Design for parallelized instance creations and opportunistic locking

Current state and shortcomings

As of Ganeti 2.6, instance creations acquire all node locks when an instance allocator (henceforth “iallocator”) is used. In situations where many instance should be created in a short timeframe, there is a lot of congestion on node locks. Effectively all instance creations are serialized, even on big clusters with multiple groups.

The situation gets worse when disk wiping is enabled (see gnt-cluster(8)) as that can take, depending on disk size and hardware performance, from minutes to hours. Not waiting for DRBD disks to synchronize (wait_for_sync=false) makes instance creations slightly faster, but there’s a risk of impacting I/O of other instances.

Proposed changes

The target is to speed up instance creations in combination with an iallocator even when the cluster’s balance is sacrificed in the process. The cluster can later be re-balanced using hbal. The main objective is to reduce the number of node locks acquired for creation and to release un-used locks as fast as possible (the latter is already being done). To do this safely, several changes are necessary.

Locking library

Instead of forcibly acquiring all node locks for creating an instance using an iallocator, only those currently available will be acquired.

To this end, the locking library must be extended to implement opportunistic locking. Lock sets must be able to only acquire all locks available at the time, ignoring and not waiting for those held by another thread.

Locks (SharedLock) already support a timeout of zero. The latter is different from a blocking acquisition, in which case the timeout would be None.

Lock sets can essentially be acquired in two different modes. One is to acquire the whole set, which in turn will also block adding new locks from other threads, and the other is to acquire specific locks by name. The function to acquire locks in a set accepts a timeout which, if not None for blocking acquisitions, counts for the whole duration of acquiring, if necessary, the lock set’s internal lock, as well as the member locks. For opportunistic acquisitions the timeout is only meaningful when acquiring the whole set, in which case it is only used for acquiring the set’s internal lock (used to block lock additions). For acquiring member locks the timeout is effectively zero to make them opportunistic.

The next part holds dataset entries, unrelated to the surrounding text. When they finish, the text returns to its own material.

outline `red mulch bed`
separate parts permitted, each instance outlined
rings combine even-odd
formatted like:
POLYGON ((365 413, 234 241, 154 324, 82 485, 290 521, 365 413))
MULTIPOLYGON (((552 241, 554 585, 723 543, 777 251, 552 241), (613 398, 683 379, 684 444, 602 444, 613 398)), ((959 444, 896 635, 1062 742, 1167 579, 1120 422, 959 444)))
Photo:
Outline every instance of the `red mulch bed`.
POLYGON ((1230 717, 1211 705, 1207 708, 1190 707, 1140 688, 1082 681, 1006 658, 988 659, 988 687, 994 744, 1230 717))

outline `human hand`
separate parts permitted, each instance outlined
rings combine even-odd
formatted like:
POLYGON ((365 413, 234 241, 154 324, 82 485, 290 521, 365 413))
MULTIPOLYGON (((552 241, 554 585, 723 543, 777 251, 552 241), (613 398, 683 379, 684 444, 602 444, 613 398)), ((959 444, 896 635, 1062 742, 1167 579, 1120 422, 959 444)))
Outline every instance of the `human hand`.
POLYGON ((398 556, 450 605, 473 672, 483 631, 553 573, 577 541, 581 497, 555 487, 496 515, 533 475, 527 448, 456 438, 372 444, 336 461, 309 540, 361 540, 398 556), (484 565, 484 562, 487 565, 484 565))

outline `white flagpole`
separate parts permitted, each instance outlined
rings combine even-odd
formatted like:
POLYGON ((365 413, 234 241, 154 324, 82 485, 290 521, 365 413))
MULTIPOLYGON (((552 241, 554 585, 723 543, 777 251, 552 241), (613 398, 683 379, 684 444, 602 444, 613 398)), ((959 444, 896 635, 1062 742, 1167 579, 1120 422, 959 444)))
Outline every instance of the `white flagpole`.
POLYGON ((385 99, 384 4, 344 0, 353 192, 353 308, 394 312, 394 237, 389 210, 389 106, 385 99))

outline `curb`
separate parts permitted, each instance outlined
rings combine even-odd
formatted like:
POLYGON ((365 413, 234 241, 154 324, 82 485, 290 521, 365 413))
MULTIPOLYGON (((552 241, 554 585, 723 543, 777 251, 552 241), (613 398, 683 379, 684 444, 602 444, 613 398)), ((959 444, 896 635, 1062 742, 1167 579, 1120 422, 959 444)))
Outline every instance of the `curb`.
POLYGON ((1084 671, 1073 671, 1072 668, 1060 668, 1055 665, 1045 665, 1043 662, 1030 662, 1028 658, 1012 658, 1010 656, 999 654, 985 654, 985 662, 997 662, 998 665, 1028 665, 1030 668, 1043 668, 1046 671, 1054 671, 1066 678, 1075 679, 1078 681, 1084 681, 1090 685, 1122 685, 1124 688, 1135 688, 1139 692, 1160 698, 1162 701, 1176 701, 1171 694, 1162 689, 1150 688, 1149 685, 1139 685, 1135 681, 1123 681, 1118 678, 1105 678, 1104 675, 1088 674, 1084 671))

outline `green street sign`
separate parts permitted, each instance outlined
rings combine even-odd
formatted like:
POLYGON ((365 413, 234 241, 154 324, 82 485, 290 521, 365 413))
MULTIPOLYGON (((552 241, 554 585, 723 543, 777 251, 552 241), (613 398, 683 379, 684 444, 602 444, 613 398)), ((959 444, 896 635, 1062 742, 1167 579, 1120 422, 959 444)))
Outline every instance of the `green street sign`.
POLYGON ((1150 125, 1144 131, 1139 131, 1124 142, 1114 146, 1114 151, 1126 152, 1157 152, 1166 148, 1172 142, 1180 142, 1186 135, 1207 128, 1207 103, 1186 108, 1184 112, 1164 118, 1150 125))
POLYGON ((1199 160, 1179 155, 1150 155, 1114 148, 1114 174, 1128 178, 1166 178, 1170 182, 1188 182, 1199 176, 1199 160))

A new and optional boolean parameter named opportunistic is added to LockSet.acquire and re-exported through GanetiLockManager.acquire for use by mcpu. Internally, lock sets do the lock acquisition using a helper function, __acquire_inner. It will be extended to support opportunistic acquisitions. The algorithm is very similar to acquiring the whole set with the difference that acquisitions timing out will be ignored (the timeout in this case is zero).

New lock level

With opportunistic locking used for instance creations (controlled by a parameter), multiple such requests can start at (essentially) the same time and compete for node locks. Some logical units, such as LUClusterVerifyGroup, need to acquire all node locks. In the latter case all instance allocations would fail to get their locks. This also applies when multiple instance creations are started at roughly the same time.

To avoid situations where an opcode holding all or many node locks causes allocations to fail, a new lock level must be added to control allocations. The logical units for instance failover and migration can only safely determine whether they need all node locks after the instance lock has been acquired. Therefore the new lock level, named “node-alloc” (shorthand for “node-allocation”) will be inserted after instances (LEVEL_INSTANCE) and before node groups (LEVEL_NODEGROUP). Similar to the “big cluster lock” (“BGL”) there is only a single lock at this level whose name is “node allocation lock” (“NAL”).

As a rule-of-thumb, the node allocation lock must be acquired in the same mode as nodes and/or node resources. If all or a large number of node locks are acquired, the node allocation lock should be acquired as well. Special attention should be given to logical units started for all node groups, such as LUGroupVerifyDisks, as they also block many nodes over a short amount of time.

iallocator

The iallocator interface does not need any modification. When an instance is created, the information for all nodes is passed to the iallocator plugin. Nodes for which the lock couldn’t be acquired and therefore shouldn’t be used for the instance in question, will be shown as offline.

Opcodes

The opcodes OpInstanceCreate and OpInstanceMultiAlloc will gain a new parameter to enable opportunistic locking. By default this mode is disabled as to not break backwards compatibility.

A new error type is added to describe a temporary lack of resources. Its name will be ECODE_TEMP_NORES. With opportunistic locks the opcodes mentioned before only have a partial view of the cluster and can no longer decide if an instance could not be allocated due to the locks it has been given or whether the whole cluster is lacking resources. Therefore it is required, upon encountering the error code for a temporary lack of resources, for the job submitter to make this decision by re-submitting the job or by re-directing it to another cluster.